South Sudan will only be able to pump oil at about 70 per cent of its former capacity when it finally resumes crude production after shutting down all its wells nearly eight months ago, the finance minister said on Tuesday.
The newly-independent nation also plans to seek loans from the International Monetary Fund (IMF) as it tries to make up for the loss of oil, which accounted for about 98 per cent of state revenues, Finance Minister Kosti Manibe told reporters in Juba.
Landlocked South Sudan seceded from Sudan over a year ago, taking about 350,000 barrels per day of oil output - around three-quarters of the united country's total - but closed it off in January in a dispute with Khartoum over export fees.
The two reached an interim deal last month that could open the way to resuming exports, raising hopes output could soon restart and give a boost to the two ailing economies.
But even after a final deal, Manibe said it could take three to six months for crude to flow into the eastern pipeline from Upper Nile state and nine to 12 months in the western pipeline from Unity state, which was damaged during border clashes.
The oil would then take as much as two months to travel from the fields to the Red Sea terminal at Port Sudan, he said.
"When you resume the pumping of oil, it's not possible to resume at 100 percent operation rate. The projection so far is that it will begin at about 70 percent is the best they can do," he said.
"Even the revenues that we will collect from oil sales will be lower than what we were collecting in the past."
He said South Sudan expected to collect another $540 million from an oil cargo which was sold in January but was still being held in offshore accounts after a deal was signed.
If the two sides fail to reach a deal it could take as much as two years for oil to flow via a planned alternative pipeline, Manibe said.
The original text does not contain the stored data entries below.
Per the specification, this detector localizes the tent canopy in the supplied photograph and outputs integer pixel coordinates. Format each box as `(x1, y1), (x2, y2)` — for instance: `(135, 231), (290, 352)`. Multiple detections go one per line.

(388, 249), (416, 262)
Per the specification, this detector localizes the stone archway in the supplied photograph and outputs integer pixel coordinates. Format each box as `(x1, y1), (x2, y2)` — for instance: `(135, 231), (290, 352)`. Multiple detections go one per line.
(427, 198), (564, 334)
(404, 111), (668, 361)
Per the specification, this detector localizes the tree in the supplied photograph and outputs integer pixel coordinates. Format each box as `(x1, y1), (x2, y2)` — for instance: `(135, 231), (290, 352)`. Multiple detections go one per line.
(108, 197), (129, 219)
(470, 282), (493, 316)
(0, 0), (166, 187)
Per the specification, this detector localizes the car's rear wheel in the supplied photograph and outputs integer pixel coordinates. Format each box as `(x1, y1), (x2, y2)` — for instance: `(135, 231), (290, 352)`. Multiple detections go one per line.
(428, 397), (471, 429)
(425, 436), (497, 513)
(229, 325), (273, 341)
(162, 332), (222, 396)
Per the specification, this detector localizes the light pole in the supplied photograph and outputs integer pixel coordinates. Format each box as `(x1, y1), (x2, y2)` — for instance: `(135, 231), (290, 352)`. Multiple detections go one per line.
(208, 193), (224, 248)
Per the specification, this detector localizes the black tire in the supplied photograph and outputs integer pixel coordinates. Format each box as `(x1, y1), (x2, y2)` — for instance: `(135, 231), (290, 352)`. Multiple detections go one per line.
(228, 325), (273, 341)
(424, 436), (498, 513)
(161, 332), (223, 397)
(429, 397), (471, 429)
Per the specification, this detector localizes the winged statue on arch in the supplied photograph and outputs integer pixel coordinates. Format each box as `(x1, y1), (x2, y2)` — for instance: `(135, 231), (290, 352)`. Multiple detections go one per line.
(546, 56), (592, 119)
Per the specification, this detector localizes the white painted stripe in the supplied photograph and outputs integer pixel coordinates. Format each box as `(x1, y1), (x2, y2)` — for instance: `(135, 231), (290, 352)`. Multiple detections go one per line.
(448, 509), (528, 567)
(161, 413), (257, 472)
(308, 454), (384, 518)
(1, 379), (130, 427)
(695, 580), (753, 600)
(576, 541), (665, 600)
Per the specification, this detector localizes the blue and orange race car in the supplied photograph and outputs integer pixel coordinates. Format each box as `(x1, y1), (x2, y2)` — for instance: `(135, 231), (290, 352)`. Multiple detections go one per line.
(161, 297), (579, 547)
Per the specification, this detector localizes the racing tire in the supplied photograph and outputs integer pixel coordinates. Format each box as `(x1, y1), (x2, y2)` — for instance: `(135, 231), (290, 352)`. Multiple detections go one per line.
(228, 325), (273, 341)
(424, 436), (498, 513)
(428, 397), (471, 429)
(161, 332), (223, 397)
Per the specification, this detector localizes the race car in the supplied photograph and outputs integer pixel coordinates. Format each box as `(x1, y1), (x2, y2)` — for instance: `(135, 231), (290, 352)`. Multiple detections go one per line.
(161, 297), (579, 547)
South Sudanese officials have been scrambling to make up for the sudden loss of oil income, including through domestic and foreign loans.
Manibe said they would also seek funds from the IMF.
"As a member we're qualified now to apply for a loan from the IMF and we do intend to do it," he said. "We're seeking loans from very many quarters including the IMF."
The country has a current quota of $200 million which they were working to have doubled, Manibe said.